NEITHER CAN A CATEGORICAL ANSWER BE GIVEN WITH RESPECT TO QUESTION NO. 4. HOWEVER, AS A GENERAL RULE, IF THE NOTICE OF DEMAND WERE GIVEN WITHIN A REASONABLE TIME AFTER THE PREMISES WERE VACATED AND IF THE FAILURE TO GIVE NOTICE IN THE MEANTIME DID NOT AFFECT THE MERITS OF THE CLAIM FOR RESTORATION OR OPERATE TO THE PREJUDICE OF THE UNITED STATES, QUESTION NO. 4 WOULD BE FOR ANSWERING IN THE NEGATIVE.

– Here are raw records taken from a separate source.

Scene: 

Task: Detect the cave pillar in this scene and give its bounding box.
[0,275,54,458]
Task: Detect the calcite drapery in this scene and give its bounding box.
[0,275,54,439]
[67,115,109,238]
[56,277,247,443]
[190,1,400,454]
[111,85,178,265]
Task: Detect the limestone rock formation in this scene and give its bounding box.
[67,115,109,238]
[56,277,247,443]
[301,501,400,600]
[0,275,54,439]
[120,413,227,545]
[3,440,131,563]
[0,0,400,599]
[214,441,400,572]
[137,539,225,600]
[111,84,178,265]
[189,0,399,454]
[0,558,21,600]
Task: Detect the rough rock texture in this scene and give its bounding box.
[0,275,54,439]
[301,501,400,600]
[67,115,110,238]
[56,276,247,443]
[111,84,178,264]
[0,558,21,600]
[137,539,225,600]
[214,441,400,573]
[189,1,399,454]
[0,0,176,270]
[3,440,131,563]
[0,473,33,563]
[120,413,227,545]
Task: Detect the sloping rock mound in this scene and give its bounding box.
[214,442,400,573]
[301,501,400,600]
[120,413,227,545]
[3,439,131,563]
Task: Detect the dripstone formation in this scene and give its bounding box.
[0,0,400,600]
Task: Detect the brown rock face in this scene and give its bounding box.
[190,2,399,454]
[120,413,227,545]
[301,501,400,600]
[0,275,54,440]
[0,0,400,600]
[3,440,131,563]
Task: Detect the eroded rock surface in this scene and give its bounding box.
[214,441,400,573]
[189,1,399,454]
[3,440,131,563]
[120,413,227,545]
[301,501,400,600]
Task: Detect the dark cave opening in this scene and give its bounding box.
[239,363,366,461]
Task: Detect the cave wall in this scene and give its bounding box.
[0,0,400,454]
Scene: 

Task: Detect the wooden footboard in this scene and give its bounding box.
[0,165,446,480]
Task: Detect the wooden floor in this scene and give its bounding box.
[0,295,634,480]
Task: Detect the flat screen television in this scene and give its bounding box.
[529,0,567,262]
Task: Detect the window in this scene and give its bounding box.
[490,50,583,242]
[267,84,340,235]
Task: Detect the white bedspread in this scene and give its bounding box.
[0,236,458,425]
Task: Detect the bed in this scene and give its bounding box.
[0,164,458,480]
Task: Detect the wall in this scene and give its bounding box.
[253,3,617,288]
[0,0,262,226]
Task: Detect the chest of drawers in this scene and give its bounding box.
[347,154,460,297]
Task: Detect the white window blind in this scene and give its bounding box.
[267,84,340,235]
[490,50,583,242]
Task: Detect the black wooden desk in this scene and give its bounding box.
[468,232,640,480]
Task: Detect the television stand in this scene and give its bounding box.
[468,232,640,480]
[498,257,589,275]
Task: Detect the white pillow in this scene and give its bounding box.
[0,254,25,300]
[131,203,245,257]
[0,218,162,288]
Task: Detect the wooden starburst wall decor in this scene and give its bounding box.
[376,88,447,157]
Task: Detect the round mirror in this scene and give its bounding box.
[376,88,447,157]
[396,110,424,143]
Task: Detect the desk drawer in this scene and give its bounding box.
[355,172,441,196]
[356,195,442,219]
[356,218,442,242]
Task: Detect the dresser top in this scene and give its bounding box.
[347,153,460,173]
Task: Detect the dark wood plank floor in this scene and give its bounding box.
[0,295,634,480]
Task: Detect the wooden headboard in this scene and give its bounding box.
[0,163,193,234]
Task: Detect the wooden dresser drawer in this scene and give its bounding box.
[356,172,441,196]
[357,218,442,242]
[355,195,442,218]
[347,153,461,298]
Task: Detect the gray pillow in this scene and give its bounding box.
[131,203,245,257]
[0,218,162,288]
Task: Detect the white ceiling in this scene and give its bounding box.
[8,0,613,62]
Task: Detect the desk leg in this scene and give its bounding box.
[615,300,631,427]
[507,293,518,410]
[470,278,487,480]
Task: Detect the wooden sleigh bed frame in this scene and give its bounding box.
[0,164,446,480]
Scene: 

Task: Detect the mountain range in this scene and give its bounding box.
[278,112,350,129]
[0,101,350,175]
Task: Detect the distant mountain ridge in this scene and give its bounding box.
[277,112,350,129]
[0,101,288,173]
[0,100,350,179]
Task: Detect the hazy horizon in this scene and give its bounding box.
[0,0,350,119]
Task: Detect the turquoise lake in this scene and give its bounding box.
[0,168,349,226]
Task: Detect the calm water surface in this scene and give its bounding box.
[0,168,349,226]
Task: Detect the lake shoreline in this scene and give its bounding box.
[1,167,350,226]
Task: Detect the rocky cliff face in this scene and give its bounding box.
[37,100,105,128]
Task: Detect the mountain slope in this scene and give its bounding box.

QUESTION NO. 5 IS ANSWERED IN THE NEGATIVE, IT HAVING BEEN HELD THAT WHERE IT BECOMES NECESSARY UNDER A LEASE FOR THE GOVERNMENT TO RESTORE THE PREMISES, SUCH RESTORATION WOULD NOT BE CONSIDERED ,REPAIRS, IMPROVEMENTS, OR ALTERATIONS" WITHIN THE MEANING OF SECTION 322 OF THE ECONOMY ACT, 47 STAT. 412, AND, THEREFORE, THE PERCENTAGE RESTRICTIONS IN SAID SECTION WOULD NOT APPLY. 20 COMP. GEN. 105.